See also comments below regarding location.
Signature / implementation
There are several possible implementations of duplicating transformations:
dup :: Arrow a => a b (b,b)
dup = id &&& id
dup :: a -> (a, a)
dup = join (,)
dup :: a -> (a, a)
dup x = (x, x)
The nice thing about the first one is that it works for all arrows, not just functions. We can still use it with functions, but we no longer need to arr dup all over the place.
Location
Obviously this would be partly dependent on the signature. If it works on arrows, then it makes sense to add it to Control.Arrow. That also avoids the name clash with existing code.
@mixphix : For one thing, GHC.IO.Device.dup :: IODevice a => a -> IO a already exists in base, so we will have to bikeshed the name already.
@treeowl :
GHC.IO.Deviceis not a common import.
I'm not sure how uncommon it is. Here's a search: https://github.com/search?q=ghc.io.device+dup+language%3AHaskell&type=code. I don't know how to search among all packages on hackage.
Note that GHC.IO.Device also defines a custom read function that is not compatible with the one in the Read class.

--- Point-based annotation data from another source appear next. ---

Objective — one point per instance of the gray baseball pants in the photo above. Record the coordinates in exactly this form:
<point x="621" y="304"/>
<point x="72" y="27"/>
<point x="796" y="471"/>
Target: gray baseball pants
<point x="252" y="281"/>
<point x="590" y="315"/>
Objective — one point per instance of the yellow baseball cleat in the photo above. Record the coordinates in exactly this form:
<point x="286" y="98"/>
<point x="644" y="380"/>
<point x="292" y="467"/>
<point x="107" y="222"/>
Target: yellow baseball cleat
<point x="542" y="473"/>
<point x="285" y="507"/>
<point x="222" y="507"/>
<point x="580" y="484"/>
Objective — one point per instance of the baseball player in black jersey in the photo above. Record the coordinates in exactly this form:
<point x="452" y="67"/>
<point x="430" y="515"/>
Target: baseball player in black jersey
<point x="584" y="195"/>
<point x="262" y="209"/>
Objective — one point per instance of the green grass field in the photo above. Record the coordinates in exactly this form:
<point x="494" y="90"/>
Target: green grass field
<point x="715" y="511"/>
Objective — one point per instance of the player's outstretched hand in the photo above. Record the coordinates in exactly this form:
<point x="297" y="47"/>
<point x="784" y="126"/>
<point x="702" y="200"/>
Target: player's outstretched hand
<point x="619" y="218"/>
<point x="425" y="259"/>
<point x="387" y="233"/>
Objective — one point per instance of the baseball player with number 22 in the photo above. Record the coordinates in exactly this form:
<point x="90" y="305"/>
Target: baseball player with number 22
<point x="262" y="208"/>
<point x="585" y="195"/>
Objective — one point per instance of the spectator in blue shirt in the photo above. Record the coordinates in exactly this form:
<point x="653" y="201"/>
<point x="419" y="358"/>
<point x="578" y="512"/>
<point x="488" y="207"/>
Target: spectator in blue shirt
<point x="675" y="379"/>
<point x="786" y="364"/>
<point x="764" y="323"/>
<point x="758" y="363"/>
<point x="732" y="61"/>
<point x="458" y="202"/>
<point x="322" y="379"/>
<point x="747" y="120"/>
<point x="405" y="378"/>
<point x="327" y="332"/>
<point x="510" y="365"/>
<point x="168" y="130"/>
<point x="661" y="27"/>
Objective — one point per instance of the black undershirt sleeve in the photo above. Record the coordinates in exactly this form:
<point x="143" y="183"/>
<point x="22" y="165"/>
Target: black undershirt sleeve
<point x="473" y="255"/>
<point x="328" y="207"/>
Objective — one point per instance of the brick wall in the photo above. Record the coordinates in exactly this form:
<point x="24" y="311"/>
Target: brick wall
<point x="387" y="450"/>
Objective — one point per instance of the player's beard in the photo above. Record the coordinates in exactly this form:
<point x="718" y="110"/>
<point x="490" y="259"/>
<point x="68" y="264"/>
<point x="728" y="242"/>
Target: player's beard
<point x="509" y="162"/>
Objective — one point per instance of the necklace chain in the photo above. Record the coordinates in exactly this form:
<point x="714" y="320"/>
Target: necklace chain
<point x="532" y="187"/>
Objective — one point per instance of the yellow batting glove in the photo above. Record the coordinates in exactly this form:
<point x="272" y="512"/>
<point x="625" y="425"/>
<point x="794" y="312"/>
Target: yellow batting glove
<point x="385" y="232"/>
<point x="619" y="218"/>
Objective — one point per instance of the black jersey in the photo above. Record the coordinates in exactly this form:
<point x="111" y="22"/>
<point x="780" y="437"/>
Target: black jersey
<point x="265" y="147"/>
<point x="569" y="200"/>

If both dup and arr2 are placed in Control.Arrow, which is not exported by the Prelude, then I'd argue that it's a safe change. Here's what github lists for Haskell code that lists both GHC.IO.Device and Control.Arrow : https://github.com/search?q=ghc.io.device+Control.Arrow+language%3AHaskell&type=code . The only one that looks like it could cause an issue is base-orphans.
EDIT (fix attributions for quotes).
@treeowl : For one thing, GHC.IO.Device.dup :: IODevice a => a -> IO a already exists in base, so we will have to bikeshed the name already. @mixphix :
GHC.IO.Deviceis not a common import.
You've mixed up the attributions for the quotes. @mixphix is the one who said the name clash might be a problem; I'm the one who pointed out that it's not a common import.

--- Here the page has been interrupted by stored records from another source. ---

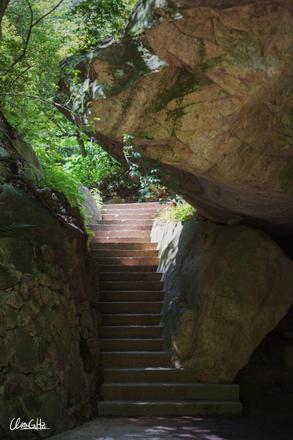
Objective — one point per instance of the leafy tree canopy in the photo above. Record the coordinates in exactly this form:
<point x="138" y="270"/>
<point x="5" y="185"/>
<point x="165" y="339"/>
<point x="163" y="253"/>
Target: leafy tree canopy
<point x="36" y="36"/>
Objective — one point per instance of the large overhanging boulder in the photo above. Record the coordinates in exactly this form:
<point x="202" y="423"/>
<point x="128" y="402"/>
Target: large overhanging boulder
<point x="226" y="288"/>
<point x="205" y="88"/>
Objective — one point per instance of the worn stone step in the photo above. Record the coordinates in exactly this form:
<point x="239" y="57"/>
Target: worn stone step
<point x="120" y="240"/>
<point x="170" y="391"/>
<point x="136" y="205"/>
<point x="128" y="221"/>
<point x="130" y="209"/>
<point x="133" y="344"/>
<point x="128" y="216"/>
<point x="129" y="307"/>
<point x="124" y="245"/>
<point x="167" y="408"/>
<point x="147" y="253"/>
<point x="117" y="268"/>
<point x="144" y="319"/>
<point x="152" y="375"/>
<point x="146" y="226"/>
<point x="131" y="285"/>
<point x="130" y="276"/>
<point x="131" y="331"/>
<point x="135" y="359"/>
<point x="131" y="295"/>
<point x="128" y="261"/>
<point x="130" y="232"/>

@treeowl My bad. Sorry about that. Fixed in the original comment.
Gentle nudge.
I don't know how to search among all packages on hackage.
https://hackage-search.serokell.io/?q=%5Cbdup%5Cb
There are quite a few mentions, although more analysis is needed whether any of them imports Data.Tuple / Control.Arrow at the same time. We use https://github.com/haskell/clc-stackage for impact analysis.

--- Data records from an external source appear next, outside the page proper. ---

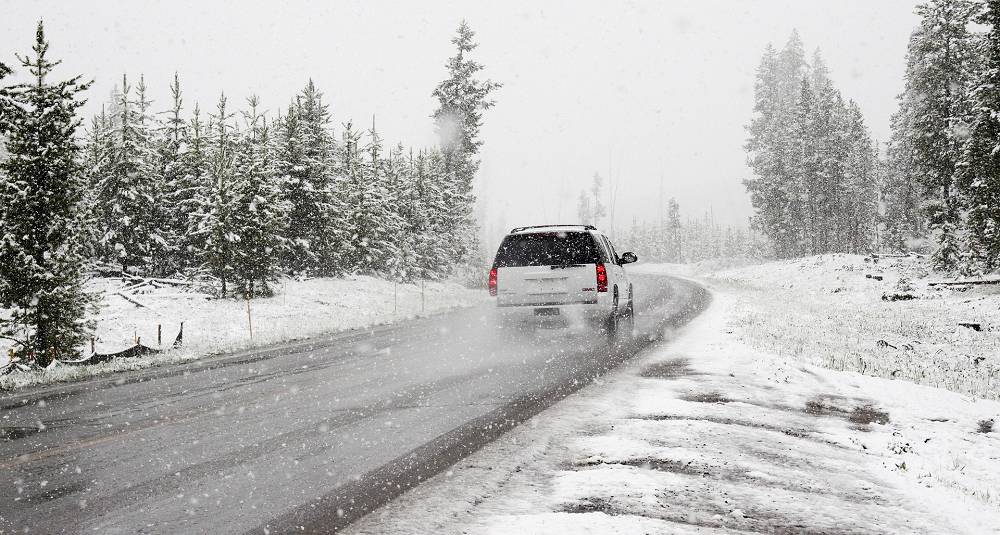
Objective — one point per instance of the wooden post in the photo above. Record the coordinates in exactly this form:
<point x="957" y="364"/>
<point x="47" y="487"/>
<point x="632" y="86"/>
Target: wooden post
<point x="249" y="318"/>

dup sounds good to me, indeed the name follows DUP in Forth and such.
arr2 seems to be a non-descriptive name to me, I would not have guessed what it does. A better name could convince me to add it, but as it stands arr . uncurry is not that long and much more readable.
arr2 seems to be a non-descriptive name to me
I think it's quite common for functions that operate on larger tuples to have a number indicating the arity. For example, in https://hackage.haskell.org/package/raft-0.3.7.2/docs/Data-Tuple-Util.html we have fst3, first3, fst4, first4. The package extra defines similar functions (up to arity 3). The same happens in regex-tdfa, MissingH, haskoin-core. The library tuple uses a similar naming scheme (the specific function names differ).
What are the next steps?
@ivanperez-keera please refer to https://github.com/haskell/core-libraries-committee/blob/main/PROPOSALS.md#the-how
It's up to proposer to decide on exact content of the proposal and prepare impact assessment. If I may suggest, given that the proposal touches frequently imported modules, you likely need a draft implementation first, because otherwise it would be impossible to prepare impact assessment.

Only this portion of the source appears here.